Detectan dos posibles candidatos al misterioso Planeta Nueve del Sistema Solar
Un equipo de astrónomos ha identificado dos posibles candidatos a ser el hipotético Planeta Nueve, un cuerpo celeste cuya existencia ha sido teorizada por años, pero aún no confirmada. Los hallazgos fueron posibles gracias al análisis de datos térmicos captados por el telescopio espacial japonés AKARI, especializado en observaciones en el espectro infrarrojo.

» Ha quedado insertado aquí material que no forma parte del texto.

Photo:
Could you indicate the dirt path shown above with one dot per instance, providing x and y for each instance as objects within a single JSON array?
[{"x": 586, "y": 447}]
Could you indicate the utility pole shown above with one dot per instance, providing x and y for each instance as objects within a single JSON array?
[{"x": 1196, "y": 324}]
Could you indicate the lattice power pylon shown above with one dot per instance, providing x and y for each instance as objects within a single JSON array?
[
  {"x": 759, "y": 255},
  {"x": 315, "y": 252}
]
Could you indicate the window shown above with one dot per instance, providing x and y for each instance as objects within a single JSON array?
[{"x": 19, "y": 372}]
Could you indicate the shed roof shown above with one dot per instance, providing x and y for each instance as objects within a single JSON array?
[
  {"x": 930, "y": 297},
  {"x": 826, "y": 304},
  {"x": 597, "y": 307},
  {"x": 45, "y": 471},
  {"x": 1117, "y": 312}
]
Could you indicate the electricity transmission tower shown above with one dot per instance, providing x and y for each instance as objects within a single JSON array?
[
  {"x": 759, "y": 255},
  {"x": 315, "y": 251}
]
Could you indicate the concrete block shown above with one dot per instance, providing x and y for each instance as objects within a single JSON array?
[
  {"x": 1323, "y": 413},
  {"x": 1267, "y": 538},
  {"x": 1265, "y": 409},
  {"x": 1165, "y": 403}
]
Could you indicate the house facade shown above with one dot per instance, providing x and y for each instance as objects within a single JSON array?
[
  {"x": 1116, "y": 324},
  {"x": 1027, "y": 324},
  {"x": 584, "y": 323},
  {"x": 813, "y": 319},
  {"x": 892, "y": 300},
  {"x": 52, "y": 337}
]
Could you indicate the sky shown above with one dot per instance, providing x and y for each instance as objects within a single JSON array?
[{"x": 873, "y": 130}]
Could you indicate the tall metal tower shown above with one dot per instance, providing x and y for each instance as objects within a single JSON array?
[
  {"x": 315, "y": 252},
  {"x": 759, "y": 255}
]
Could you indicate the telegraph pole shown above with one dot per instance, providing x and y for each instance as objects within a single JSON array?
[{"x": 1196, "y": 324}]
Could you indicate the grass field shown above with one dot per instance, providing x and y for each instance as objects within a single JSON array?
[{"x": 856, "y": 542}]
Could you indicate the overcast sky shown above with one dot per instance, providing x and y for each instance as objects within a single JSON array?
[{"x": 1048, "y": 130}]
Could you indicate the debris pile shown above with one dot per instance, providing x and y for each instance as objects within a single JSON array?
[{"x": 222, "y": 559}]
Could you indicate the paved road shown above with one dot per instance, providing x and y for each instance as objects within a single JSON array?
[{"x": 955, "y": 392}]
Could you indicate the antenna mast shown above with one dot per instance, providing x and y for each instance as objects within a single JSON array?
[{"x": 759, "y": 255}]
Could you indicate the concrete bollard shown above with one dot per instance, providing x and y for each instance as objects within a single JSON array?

El grupo de investigación, liderado por Amos Chen, de la Universidad Nacional Tsing Hua en Taiwán, optó por buscar señales térmicas —es decir, calor emitido de forma natural por los objetos— en lugar de la luz reflejada por el supuesto planeta. Esto debido a que, por su lejanía del Sol, el Planeta Nueve emitiría una cantidad de luz extremadamente débil, dificultando su detección con telescopios convencionales.
Se estima que este objeto, de existir, tendría una masa entre 5 y 10 veces superior a la de la Tierra y orbitaría entre 400 y 800 veces más lejos del Sol que nuestro planeta. A esa distancia, resulta casi invisible para los instrumentos ópticos tradicionales.
El equipo examinó datos tomados por AKARI en distintas fechas, con el objetivo de detectar objetos que mostraran un lento pero constante desplazamiento a través del cielo, lo cual es característico de un planeta lejano. Este método permitió descartar otras fuentes como estrellas o galaxias distantes, así como interferencias de rayos cósmicos.
Como resultado, se identificaron dos cuerpos que cumplen con las condiciones teóricas del Planeta Nueve, tanto por su ubicación como por la intensidad de su emisión infrarroja. Aunque aún no se ha confirmado su naturaleza, los científicos consideran que estos hallazgos representan una pista significativa en la búsqueda de este hipotético planeta.
De confirmarse, este descubrimiento implicaría un avance relevante en la comprensión de la estructura del Sistema Solar y de la dinámica orbital de los cuerpos celestes más alejados, como los del Cinturón de Kuiper.
Los resultados preliminares fueron publicados en la plataforma científica arXiv y podrían marcar un punto de partida para futuras observaciones con telescopios de mayor precisión.